Blaster… C’est un dossier vraiment génial !! J’ai adoré ton travail de recherche! Quel plaisir de lire ce type d’article! Merci beaucoup !!
Merci camarade chevalier. Comme je l’explique dans l’article, c’est un sujet que je traine depuis quelques mois et qu’il me tardait de concrétiser. Je suis ravi de lire vos commentaires, réactions et enrichissements.
Super article.
Ça me rappelle quand j’ai lu quelques romans de Capitaine Futur ( Capitaine Flam) et que j’y ai vu ( impression personnelle ) le monde dans lequel évoluent les héros de Star Wars.

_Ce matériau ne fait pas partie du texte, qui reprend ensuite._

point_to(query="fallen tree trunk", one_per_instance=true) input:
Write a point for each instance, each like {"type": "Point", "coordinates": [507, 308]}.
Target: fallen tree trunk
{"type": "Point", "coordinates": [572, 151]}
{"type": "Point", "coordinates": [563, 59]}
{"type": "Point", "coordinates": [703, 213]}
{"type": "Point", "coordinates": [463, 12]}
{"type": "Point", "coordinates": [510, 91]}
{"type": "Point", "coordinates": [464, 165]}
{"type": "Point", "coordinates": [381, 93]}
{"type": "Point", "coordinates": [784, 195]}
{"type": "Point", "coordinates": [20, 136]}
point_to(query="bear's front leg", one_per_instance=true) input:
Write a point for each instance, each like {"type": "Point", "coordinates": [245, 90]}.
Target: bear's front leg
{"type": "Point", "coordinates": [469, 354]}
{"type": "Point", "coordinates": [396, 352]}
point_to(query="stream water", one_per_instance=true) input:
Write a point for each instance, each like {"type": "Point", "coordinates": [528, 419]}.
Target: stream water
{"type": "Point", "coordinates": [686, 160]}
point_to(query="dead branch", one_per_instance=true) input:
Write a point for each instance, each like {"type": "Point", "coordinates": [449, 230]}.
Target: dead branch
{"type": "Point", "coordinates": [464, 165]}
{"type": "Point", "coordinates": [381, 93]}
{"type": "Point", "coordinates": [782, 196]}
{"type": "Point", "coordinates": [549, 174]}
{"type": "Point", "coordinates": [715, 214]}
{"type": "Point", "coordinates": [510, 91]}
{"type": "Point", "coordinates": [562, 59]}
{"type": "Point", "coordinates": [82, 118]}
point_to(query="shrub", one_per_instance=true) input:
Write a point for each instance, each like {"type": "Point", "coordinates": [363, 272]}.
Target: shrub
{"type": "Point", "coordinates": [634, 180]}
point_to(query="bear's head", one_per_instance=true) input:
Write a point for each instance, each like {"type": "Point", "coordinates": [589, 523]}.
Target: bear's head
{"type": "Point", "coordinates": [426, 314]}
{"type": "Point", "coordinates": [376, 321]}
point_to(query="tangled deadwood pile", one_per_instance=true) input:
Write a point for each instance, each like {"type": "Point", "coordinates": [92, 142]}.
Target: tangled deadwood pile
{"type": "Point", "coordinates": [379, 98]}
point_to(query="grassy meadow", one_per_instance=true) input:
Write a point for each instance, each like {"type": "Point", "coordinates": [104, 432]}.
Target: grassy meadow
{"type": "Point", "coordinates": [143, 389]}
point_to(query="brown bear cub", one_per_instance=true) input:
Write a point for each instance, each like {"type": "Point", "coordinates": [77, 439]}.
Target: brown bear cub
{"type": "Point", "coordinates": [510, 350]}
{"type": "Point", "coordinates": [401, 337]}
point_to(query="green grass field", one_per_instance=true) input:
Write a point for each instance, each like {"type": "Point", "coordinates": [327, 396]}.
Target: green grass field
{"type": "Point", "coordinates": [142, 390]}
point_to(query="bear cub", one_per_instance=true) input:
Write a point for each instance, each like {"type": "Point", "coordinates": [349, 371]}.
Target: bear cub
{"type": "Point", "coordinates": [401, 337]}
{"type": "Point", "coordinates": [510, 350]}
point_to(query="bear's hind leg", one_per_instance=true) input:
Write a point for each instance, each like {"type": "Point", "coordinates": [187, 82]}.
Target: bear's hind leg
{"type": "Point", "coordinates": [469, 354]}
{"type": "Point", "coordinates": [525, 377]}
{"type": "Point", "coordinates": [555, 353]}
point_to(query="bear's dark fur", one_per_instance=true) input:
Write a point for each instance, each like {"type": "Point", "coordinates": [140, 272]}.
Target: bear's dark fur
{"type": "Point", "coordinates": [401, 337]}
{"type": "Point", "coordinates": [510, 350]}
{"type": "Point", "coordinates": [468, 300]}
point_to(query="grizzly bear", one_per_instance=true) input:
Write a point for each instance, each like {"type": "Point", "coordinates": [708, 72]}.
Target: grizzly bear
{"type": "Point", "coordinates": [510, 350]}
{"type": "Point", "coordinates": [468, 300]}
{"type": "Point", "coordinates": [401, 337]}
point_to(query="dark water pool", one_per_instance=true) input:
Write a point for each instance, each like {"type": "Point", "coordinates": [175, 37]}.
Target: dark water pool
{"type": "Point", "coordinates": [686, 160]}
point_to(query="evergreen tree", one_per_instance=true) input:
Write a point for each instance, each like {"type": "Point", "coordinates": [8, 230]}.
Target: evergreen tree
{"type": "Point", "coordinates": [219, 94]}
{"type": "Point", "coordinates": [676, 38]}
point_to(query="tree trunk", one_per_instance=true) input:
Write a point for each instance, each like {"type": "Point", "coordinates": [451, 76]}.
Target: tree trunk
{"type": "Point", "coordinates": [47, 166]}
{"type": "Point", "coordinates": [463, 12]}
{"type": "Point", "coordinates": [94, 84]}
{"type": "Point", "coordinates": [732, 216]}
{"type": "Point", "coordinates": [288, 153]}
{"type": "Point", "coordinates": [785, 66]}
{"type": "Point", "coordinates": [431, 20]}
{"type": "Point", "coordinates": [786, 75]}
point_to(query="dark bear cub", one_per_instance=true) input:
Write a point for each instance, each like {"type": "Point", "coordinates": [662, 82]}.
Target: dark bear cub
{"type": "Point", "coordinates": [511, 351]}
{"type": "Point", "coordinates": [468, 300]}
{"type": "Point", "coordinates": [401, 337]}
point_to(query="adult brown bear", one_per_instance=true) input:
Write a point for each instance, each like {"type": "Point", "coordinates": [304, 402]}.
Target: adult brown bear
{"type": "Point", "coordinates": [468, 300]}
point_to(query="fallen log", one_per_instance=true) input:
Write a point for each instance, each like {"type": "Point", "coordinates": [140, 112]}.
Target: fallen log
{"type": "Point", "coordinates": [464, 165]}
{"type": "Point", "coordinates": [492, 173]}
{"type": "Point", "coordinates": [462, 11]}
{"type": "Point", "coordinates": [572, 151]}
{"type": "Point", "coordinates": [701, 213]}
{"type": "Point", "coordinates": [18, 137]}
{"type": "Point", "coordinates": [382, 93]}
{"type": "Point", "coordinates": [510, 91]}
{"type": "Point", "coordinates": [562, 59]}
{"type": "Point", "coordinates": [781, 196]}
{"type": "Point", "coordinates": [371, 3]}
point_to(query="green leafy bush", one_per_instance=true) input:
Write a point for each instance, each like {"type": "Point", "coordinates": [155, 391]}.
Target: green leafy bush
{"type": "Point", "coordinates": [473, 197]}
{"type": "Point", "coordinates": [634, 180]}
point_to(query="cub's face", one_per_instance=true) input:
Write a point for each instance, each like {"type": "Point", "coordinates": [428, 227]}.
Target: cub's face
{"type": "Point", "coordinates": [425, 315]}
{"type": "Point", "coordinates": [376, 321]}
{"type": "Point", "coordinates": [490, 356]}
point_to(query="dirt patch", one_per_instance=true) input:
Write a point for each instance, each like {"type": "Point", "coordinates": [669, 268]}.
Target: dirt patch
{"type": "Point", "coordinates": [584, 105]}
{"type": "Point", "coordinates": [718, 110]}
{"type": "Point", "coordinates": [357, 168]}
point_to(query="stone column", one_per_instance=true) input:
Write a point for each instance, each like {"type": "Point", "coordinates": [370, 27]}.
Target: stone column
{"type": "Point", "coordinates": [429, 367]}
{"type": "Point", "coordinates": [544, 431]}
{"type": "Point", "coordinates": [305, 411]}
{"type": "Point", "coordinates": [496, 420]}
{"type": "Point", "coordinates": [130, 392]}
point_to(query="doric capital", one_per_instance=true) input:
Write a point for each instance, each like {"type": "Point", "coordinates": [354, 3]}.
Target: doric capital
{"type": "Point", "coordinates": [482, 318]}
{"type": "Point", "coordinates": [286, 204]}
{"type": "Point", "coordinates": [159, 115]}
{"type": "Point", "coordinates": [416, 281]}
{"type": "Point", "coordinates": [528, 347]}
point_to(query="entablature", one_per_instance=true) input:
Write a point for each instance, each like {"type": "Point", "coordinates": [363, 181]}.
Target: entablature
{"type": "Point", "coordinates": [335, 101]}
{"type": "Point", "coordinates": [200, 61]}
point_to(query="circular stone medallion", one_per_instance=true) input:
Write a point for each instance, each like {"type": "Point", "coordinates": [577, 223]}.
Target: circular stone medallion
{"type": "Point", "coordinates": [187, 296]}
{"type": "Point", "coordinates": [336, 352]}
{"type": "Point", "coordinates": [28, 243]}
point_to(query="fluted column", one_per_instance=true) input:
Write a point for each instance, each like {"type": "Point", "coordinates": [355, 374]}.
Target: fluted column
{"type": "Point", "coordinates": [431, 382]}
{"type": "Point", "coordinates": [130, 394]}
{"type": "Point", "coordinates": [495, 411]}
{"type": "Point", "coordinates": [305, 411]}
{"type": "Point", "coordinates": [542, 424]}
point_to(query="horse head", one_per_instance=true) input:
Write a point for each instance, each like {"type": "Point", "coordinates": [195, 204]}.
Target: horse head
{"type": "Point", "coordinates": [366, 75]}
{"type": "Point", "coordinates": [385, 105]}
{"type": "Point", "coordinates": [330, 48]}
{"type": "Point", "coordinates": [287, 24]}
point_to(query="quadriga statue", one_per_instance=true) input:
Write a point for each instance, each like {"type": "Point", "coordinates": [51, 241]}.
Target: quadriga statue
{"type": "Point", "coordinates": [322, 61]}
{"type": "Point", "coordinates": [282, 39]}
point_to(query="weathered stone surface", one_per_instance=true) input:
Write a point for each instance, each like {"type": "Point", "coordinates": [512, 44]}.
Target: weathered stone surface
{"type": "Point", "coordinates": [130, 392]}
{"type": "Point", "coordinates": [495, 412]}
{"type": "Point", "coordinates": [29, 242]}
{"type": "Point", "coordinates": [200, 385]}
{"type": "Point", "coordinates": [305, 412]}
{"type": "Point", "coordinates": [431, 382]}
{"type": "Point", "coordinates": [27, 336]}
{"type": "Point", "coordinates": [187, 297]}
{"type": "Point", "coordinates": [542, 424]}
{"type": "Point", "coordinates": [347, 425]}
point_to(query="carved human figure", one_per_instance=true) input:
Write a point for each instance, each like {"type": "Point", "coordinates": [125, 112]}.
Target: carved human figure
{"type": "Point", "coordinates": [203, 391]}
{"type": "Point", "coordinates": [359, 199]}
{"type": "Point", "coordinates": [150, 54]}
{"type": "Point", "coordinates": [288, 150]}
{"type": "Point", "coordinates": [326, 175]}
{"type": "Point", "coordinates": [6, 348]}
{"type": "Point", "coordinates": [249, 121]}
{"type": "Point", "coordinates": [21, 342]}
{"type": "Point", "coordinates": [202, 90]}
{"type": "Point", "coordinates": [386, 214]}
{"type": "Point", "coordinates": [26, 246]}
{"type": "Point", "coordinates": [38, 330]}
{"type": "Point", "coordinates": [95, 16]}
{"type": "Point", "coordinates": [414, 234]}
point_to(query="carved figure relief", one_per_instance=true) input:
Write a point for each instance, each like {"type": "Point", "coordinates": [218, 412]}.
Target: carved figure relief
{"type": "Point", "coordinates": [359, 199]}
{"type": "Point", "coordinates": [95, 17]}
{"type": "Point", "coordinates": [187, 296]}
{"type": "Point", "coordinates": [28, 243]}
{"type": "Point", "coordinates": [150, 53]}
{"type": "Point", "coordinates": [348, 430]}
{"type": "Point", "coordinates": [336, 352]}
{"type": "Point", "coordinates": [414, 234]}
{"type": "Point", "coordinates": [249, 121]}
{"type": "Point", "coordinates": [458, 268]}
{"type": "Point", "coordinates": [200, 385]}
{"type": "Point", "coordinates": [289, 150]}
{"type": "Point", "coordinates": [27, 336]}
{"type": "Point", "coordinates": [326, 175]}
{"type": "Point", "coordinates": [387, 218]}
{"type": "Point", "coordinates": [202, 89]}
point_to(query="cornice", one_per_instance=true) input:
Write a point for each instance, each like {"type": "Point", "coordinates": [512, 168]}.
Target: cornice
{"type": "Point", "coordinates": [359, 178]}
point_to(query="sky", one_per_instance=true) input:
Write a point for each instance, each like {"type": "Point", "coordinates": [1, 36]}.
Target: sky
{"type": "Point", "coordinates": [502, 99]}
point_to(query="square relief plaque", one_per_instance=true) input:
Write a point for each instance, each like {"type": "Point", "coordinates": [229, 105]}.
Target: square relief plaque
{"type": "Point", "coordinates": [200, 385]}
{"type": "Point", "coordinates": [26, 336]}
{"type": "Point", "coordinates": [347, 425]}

Quand je regardais Capitaine Flam ou Cobra, je me disais que ça surfais sur la vague SF et l’univers imaginé dans Star Wars avec ces mondes et toutes ces espèces différentes mais malgré tout cohérentes. J’ai été surpris quand j’ai vu que tout cet univers de Capitaine Futur que je pensais inspiré de Star Wars est déjà présent tel quel dans les romans en 1940.
Encore merci pour ce bel article.
Lucas, à l’instar de Toriyama n’a pas inventé grand chose. Il ne se sonymt jamais cachés d’avoir été inspirés par tout un tas de truc. Leur génie réside dans la manière dont ils ont tout imbriqué et dans cette façon de nous surprendre par une narration inventive.
Merci Julortk, c’est effectivement un biais qu’on a tous de lier premier contact que nous avons avec une matière avec l’oeuvre précise qui nous l’a fait découvrir.
C’est toujours un plaisir de voir les réactions que ces articles (étonnamment très personnels et subjectifs) peuvent susciter.